As the test substance is a gas at room temperature, the test is not technically feasible through oral and dermal routes; in addition, inhalation exposure is the most relevant route of exposure . In fact, detailed data via the inhalation route is available. A GLP test (Report No. DUPONT-20813, 2007) following OECD guideline 422 showed that exposure to the test substance did not result in adverse clinical signs or mortality. Test substance-related reductions in weight gain, food consumption, and/or food efficiency occurred in 1500ppm males and females; however, they were transient and did not adversely affect the health of the animals. There were no adverse or test substance-related effects on neurobehavioral parameters, clinical pathology parameters, and no effects on clinical observations, or survival. Test substance-related, minimal regeneration of renal tubular epithelium was observed in 1500ppm males and females, and was accompanied by increased absolute and relative kidney weights in 1500ppm females. Based on the results above, the NOEC for systemic toxicity was 300ppm ( 2037,08 mg/m³).

In the follow-up study, a GLP 90-day inhalation study in rats conducted at the doses 0, 80, 280 and 1000 ppm, only few clinical signs were observed, and were limited to non-adverse test substance-related effects consisting of yellow material around the urogenital area in the 280 and 1000 ppm group females and slightly lower mean body weights in the 1000 ppm group females. There were no remarkable histopathological findings in males and females at the highest dose. Therefore, the no observed adverse effect concentration (NOAEC) was 1000 ppm (6790.26 mg/m3).

 

Justification for selection of repeated dose toxicity via oral route - systemic effects endpoint:
In accordance with section 1 of REACH (Regulation (EC) No 1907/2006) Annex XI the oral repeated toxicity study (required in section 8.6.1 Annex VIII) does not need to be conducted as inhalation exposure is the most relevant route of exposure. In addition PMVE is a gas at standard temperature and pressure consequently the oral toxicity test is technically not feasible.

Justification for selection of repeated dose toxicity inhalation - systemic effects endpoint:
Adverse effects were initially observed in the 28-day (OECD422) at 1500 ppm, while in the 90-day study despite a longer exposure period the highest dose 1000 ppm could be considered a NOAEC. The sub-chronic study performed according to the OECD413 Guideline and GLP was therefore selected as key study and starting point for the DNEL derivation for long-term systemic effects by inhalation.

Justification for selection of repeated dose toxicity inhalation - local effects endpoint:
guideline study following GLP. There were no specific observations indicating local effects on the respiratory tract in the repeated dose-toxicity study in rats.

Justification for selection of repeated dose toxicity dermal - systemic effects endpoint:
In accordance with section 1 of REACH (Regulation (EC) No 1907/2006) Annex XI the dermal repeated toxicity study (required in section 8.6.1 Annex VIII) does not need to be conducted as inhalation exposure is the most relevant route of exposure.
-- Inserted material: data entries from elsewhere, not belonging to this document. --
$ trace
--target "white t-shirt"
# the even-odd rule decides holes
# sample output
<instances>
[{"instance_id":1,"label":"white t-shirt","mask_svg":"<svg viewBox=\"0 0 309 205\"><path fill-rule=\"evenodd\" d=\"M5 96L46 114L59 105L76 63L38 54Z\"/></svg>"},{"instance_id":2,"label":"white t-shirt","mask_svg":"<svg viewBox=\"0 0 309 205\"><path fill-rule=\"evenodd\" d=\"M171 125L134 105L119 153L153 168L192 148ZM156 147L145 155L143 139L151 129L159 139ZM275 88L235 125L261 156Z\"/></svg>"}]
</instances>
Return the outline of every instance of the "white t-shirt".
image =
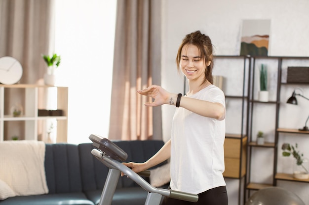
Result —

In addition PMVE is a gas at standard temperature and pressure, consequently the dermal toxicity test is technically not feasible.

Justification for selection of repeated dose toxicity dermal - local effects endpoint:
In accordance with section 1 of REACH (Regulation (EC) No 1907/2006) Annex XI the dermal repeated toxicity study (required in section 8.6.1 Annex VIII) does not need to be conducted as inhalation exposure is the most relevant route of exposure. In addition PMVE is a gas at standard temperature and pressure, consequently the dermal toxicity test is technically not feasible..

Repeated dose toxicity: inhalation - systemic effects (target organ) urogenital: kidneys

Justification for classification or non-classification

Based on the results of the study, the No-Observed-Adverse-Effect Concentration (NOAEC) for systemic toxicity was 1000 ppm (6790.26 mg/m³). PMVE does not meet the classification criteria for hazard classes related to repeated dose exposure according to Regulation (EC) 1272/2008.